Modernisation And Secularisation
These are broader concepts that are often linked to Westernisation but are analytically distinct.
- Modernisation: This refers to the transition from a traditional, agrarian society to a modern, industrial, and rational one. It involves the growth of science and technology, the development of a complex division of labour, and the rise of democratic political institutions. While Westernisation is one path to modernity, it is possible for a society to modernize without becoming completely 'Western'.
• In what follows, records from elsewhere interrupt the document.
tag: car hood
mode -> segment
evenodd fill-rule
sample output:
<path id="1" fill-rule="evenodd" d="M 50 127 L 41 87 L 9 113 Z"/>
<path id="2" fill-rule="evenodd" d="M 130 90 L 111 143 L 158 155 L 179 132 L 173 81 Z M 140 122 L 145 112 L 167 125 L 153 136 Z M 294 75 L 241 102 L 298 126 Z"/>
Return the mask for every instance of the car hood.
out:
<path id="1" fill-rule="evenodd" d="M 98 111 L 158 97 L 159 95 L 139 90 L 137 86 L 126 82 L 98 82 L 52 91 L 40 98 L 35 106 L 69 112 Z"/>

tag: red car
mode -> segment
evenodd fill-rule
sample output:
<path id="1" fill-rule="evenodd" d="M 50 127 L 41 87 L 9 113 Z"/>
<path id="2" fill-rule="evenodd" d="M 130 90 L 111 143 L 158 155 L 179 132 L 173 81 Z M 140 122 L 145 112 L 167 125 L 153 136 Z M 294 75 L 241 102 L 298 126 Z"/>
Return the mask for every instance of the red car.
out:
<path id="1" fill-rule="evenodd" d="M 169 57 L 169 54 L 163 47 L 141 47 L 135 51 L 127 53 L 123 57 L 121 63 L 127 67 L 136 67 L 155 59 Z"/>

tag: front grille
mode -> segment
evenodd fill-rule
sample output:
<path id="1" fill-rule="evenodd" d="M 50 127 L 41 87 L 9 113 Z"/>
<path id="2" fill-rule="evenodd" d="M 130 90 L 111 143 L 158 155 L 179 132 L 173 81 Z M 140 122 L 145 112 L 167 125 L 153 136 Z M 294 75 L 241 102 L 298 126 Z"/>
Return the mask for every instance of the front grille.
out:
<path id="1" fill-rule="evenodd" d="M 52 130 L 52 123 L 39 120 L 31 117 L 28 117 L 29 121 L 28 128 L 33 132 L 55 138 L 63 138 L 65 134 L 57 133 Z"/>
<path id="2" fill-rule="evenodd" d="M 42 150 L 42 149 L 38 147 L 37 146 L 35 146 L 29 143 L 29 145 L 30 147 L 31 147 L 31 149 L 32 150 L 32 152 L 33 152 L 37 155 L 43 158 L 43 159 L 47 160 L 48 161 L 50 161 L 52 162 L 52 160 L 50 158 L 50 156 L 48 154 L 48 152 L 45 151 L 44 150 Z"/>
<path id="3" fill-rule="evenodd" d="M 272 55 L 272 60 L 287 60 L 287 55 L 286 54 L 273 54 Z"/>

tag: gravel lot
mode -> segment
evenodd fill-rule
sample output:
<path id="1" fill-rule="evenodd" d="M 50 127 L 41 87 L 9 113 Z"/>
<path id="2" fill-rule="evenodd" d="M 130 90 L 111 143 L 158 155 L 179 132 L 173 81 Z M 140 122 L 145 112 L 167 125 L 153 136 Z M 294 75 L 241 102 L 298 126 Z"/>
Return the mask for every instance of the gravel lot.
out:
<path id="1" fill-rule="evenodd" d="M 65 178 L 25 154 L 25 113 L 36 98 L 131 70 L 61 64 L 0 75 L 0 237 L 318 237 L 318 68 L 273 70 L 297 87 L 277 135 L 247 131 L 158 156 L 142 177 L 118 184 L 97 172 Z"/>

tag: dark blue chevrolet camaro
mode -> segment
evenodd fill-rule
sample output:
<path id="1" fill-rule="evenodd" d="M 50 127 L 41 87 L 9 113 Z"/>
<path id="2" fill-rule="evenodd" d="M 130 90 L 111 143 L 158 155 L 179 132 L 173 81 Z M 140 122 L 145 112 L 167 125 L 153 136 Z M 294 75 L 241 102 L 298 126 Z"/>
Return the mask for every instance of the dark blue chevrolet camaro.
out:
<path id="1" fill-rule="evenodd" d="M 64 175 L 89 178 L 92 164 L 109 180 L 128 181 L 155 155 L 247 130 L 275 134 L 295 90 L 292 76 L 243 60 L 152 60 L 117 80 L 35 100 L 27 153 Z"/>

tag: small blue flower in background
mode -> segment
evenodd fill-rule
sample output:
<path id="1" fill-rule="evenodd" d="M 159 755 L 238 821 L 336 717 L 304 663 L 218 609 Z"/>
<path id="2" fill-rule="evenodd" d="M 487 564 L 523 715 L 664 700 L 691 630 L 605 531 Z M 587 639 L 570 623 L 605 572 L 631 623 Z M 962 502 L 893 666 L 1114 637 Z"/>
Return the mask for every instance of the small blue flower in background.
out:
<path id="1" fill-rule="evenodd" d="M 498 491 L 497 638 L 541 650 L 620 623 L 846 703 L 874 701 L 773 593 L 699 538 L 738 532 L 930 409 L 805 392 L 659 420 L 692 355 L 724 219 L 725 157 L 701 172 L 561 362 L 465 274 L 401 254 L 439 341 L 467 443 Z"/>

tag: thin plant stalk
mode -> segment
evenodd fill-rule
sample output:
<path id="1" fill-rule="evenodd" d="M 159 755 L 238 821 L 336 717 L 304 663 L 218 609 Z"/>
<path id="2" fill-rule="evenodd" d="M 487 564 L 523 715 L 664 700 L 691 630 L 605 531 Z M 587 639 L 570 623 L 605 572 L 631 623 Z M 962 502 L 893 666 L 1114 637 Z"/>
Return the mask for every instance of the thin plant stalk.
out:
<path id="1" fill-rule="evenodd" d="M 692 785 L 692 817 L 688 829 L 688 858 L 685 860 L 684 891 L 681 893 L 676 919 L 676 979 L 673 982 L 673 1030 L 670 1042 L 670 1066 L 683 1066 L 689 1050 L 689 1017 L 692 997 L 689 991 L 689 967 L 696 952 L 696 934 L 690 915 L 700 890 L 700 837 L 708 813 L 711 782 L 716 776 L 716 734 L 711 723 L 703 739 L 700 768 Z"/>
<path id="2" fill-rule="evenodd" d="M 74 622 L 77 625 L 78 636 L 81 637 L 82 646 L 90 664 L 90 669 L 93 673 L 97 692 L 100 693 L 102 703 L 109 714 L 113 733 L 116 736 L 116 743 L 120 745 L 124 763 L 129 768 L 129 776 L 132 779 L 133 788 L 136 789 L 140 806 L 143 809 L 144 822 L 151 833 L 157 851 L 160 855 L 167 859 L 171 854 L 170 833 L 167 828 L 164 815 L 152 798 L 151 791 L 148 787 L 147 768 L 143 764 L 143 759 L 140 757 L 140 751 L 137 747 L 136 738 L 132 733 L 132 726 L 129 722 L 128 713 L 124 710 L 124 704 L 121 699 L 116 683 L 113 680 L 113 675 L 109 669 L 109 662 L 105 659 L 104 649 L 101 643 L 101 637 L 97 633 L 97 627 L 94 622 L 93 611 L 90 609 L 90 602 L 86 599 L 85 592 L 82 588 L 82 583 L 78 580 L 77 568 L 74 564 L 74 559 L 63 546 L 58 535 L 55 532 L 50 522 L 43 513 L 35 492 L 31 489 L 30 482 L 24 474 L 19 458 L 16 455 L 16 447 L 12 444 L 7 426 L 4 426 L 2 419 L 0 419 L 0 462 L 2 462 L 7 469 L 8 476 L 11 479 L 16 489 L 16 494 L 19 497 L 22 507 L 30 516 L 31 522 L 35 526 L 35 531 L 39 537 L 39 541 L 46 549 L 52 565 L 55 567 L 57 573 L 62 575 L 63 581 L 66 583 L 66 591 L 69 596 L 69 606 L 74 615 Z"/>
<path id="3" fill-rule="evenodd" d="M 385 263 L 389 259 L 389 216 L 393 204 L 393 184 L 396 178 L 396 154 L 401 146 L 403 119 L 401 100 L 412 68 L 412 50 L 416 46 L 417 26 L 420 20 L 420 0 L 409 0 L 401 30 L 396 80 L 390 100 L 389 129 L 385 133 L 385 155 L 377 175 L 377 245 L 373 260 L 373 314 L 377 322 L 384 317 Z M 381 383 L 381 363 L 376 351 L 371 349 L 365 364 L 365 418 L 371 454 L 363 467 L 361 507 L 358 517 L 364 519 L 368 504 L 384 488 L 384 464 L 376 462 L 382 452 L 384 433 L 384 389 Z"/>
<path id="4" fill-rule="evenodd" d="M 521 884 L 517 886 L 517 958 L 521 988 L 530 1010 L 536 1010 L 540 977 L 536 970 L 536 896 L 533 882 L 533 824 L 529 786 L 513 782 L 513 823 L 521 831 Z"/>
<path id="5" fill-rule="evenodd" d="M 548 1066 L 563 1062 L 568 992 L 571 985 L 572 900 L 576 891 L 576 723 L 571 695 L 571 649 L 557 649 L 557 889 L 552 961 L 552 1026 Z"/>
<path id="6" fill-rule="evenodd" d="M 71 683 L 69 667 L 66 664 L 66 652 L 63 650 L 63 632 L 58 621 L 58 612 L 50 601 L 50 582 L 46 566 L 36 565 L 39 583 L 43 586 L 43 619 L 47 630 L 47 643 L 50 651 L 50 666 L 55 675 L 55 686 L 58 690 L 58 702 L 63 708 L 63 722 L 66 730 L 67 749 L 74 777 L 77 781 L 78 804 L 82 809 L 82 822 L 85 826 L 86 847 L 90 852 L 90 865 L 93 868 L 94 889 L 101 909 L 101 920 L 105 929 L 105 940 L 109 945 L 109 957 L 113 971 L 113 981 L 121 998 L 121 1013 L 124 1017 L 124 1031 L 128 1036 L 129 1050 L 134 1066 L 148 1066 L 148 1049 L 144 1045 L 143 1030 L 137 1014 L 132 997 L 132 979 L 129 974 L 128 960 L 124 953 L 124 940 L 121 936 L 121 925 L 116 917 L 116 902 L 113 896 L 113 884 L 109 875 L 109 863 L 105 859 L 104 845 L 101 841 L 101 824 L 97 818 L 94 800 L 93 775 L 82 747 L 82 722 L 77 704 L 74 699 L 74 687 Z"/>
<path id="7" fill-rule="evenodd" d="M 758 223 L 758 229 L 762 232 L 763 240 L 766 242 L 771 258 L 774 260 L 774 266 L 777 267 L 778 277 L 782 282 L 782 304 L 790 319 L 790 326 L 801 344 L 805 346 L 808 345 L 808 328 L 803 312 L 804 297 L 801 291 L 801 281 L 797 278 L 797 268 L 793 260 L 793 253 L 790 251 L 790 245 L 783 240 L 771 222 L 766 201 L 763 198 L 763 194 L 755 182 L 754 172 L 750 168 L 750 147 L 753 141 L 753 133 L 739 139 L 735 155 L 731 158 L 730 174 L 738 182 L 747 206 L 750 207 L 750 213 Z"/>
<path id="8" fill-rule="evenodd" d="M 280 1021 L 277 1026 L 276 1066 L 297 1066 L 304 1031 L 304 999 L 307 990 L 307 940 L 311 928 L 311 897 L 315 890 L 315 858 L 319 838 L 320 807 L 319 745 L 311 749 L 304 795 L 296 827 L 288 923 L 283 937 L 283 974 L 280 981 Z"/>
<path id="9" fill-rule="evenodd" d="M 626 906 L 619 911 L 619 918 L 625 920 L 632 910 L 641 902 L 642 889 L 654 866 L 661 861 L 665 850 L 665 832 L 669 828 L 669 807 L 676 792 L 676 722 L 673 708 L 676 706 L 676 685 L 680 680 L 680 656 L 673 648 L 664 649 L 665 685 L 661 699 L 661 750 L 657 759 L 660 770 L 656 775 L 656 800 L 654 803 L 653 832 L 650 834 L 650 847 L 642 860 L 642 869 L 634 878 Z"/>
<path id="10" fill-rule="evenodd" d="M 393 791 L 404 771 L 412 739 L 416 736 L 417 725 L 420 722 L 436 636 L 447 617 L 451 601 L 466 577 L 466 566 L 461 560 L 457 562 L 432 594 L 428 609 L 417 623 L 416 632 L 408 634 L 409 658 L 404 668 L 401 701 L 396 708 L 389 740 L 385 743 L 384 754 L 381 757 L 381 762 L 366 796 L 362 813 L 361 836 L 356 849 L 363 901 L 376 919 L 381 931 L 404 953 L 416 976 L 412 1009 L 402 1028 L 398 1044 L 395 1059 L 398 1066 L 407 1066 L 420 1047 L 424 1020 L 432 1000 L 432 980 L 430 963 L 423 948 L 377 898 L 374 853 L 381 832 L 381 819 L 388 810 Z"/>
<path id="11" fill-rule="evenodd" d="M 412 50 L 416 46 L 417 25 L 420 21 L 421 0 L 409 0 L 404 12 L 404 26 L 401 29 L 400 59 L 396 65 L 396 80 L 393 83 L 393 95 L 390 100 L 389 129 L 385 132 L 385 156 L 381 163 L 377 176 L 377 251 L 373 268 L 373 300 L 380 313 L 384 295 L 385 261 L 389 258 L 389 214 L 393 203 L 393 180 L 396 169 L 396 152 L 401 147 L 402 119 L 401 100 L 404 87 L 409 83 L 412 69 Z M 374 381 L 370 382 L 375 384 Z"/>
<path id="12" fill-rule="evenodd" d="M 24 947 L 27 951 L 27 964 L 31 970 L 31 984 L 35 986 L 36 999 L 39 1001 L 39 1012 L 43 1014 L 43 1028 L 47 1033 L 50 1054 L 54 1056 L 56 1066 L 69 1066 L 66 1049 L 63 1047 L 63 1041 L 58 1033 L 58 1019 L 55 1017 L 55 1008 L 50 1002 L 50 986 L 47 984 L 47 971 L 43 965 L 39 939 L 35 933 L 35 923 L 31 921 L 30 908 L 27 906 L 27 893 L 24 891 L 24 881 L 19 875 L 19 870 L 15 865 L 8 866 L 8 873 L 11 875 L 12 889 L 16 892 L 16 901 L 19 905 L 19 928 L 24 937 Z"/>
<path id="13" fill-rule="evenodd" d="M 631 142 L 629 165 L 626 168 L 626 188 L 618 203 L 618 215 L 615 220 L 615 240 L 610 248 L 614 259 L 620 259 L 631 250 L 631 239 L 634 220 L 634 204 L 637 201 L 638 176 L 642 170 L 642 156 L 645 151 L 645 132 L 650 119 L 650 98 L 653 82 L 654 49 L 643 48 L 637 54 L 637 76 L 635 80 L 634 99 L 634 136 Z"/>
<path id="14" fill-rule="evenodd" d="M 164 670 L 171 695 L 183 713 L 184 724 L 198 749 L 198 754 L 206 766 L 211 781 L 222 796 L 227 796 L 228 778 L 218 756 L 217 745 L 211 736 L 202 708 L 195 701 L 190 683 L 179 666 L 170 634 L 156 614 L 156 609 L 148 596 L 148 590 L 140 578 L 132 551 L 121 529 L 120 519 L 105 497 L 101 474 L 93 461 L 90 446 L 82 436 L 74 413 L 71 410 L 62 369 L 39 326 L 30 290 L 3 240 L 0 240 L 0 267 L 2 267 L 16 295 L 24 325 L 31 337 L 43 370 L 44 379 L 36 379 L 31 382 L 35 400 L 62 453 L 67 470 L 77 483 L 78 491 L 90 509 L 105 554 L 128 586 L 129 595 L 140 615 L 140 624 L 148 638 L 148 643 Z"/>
- Secularisation: This refers to the process by which religion loses its influence over various spheres of social life. Traditionally, religion governed almost all aspects of life. In modern societies, institutions like the economy, politics, and law become increasingly independent of religious control. Secularization can also refer to a decline in the level of religious belief and practice among individuals. Sociologists have long debated the extent of secularization in the modern world, with some arguing that religion is not disappearing but is simply changing its form and taking on a more private role. In India, secularism has a specific political meaning, referring to the state's policy of treating all religions equally.